IEEE/ACM Trans Comput Biol Bioinform. 2020 Jul-Aug;17(4):1125-1133. doi: 10.1109/TCBB.2018.2881975. Epub 2018 Nov 19.
A variant caller is used to identify variations in an individual genome (compared to the reference genome) in a genome processing pipeline. For the sake of accuracy, modern variant callers perform many local re-assemblies on small regions of the genome using a graph-based algorithm. However, such graph-based data structures are inefficiently stored in the linear memory of modern computers, which in turn reduces computing efficiency. Therefore, variant calling can take several CPU hours for a typical human genome. We have sped up the local re-assembly algorithm with no impact on its accuracy, by the effective use of the memory hierarchy. The proposed algorithm maximises data locality so that the fast internal processor memory (cache) is efficiently used. By the increased use of caches, accesses to main memory are minimised. The resulting algorithm is up to twice as fast as the original one when executed on a commodity computer and could gain even more speed up on computers with less complex memory subsystems.

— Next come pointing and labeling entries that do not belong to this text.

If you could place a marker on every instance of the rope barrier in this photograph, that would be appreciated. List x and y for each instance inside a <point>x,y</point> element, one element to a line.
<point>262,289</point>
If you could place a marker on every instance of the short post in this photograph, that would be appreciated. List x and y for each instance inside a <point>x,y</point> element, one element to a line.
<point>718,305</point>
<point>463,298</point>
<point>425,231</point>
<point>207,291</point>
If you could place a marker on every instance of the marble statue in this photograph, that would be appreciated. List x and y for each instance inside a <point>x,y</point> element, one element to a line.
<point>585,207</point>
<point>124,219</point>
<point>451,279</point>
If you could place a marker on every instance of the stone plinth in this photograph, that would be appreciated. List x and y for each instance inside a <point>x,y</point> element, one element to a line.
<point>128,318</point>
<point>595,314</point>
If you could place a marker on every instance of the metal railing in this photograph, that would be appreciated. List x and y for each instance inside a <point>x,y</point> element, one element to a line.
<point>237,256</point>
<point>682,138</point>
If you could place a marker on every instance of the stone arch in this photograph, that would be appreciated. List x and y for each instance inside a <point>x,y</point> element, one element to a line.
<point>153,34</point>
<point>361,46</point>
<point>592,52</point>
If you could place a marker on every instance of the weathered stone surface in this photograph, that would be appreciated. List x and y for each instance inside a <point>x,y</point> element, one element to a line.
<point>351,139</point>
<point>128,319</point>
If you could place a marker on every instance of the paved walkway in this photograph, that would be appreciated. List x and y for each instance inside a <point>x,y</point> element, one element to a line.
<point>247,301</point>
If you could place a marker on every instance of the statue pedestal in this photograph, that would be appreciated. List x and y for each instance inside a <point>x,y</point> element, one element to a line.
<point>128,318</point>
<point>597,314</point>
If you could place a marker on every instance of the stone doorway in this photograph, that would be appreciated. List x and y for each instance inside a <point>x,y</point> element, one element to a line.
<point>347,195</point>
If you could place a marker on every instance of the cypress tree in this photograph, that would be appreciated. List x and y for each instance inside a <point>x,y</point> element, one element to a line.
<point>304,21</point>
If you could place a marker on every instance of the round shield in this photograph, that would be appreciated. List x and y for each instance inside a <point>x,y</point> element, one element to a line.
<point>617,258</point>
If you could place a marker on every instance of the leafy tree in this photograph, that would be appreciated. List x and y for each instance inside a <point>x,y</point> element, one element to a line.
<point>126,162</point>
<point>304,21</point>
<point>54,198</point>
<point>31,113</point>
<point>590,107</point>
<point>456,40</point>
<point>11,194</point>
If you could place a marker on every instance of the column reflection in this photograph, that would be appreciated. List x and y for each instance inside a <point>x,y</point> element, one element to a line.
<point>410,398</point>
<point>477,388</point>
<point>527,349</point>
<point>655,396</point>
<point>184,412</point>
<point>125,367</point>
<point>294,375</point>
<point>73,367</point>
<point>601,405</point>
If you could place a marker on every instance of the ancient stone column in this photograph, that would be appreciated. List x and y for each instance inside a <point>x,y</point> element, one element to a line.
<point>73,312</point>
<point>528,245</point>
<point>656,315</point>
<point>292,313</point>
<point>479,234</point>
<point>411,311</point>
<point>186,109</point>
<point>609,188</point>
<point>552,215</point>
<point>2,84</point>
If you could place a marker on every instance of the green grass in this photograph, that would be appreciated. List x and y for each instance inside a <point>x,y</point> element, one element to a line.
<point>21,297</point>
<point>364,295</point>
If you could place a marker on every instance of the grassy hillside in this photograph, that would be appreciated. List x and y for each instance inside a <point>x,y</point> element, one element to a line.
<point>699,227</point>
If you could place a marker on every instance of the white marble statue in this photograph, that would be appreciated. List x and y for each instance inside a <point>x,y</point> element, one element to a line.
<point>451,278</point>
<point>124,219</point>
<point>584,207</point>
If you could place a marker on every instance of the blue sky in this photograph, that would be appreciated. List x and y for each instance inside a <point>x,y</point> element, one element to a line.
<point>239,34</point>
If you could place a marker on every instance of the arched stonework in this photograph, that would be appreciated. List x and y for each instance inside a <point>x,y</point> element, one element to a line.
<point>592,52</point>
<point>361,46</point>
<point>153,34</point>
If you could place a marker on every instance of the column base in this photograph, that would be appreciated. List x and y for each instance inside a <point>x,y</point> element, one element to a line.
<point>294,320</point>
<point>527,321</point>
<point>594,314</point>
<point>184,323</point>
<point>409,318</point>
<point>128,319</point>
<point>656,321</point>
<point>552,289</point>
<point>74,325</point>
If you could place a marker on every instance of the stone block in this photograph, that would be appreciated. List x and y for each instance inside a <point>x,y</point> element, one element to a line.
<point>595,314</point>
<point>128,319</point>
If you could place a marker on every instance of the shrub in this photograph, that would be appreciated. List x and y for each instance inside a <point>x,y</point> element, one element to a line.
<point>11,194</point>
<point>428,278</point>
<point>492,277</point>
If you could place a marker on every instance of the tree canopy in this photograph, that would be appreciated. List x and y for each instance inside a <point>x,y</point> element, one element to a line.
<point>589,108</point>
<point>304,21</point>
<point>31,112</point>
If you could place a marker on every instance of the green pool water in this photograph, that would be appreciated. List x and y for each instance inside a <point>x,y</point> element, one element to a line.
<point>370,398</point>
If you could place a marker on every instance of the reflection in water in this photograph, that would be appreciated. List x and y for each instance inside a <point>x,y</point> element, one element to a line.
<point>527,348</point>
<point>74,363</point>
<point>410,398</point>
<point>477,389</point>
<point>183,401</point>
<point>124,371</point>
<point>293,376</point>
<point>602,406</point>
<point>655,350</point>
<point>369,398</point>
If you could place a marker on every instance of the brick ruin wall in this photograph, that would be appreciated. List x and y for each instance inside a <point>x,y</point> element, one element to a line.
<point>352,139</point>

变异调用程序用于在基因组处理管道中识别个体基因组(与参考基因组相比)中的变异。为了提高准确性,现代变异调用程序使用基于图的算法对基因组的小区域进行多次局部重新组装。然而,基于图的数据结构在现代计算机的线性内存中存储效率低下,这反过来又降低了计算效率。因此,典型的人类基因组的变异调用可能需要几个 CPU 小时。通过有效利用内存层次结构,我们在不影响准确性的情况下加快了局部重新组装算法。所提出的算法最大程度地提高了数据局部性,以便有效地利用快速的内部处理器内存(缓存)。通过增加缓存的使用,减少了对主内存的访问。在商品计算机上执行时,该算法的速度比原始算法快两倍,在具有更简单内存子系统的计算机上甚至可以获得更快的速度提升。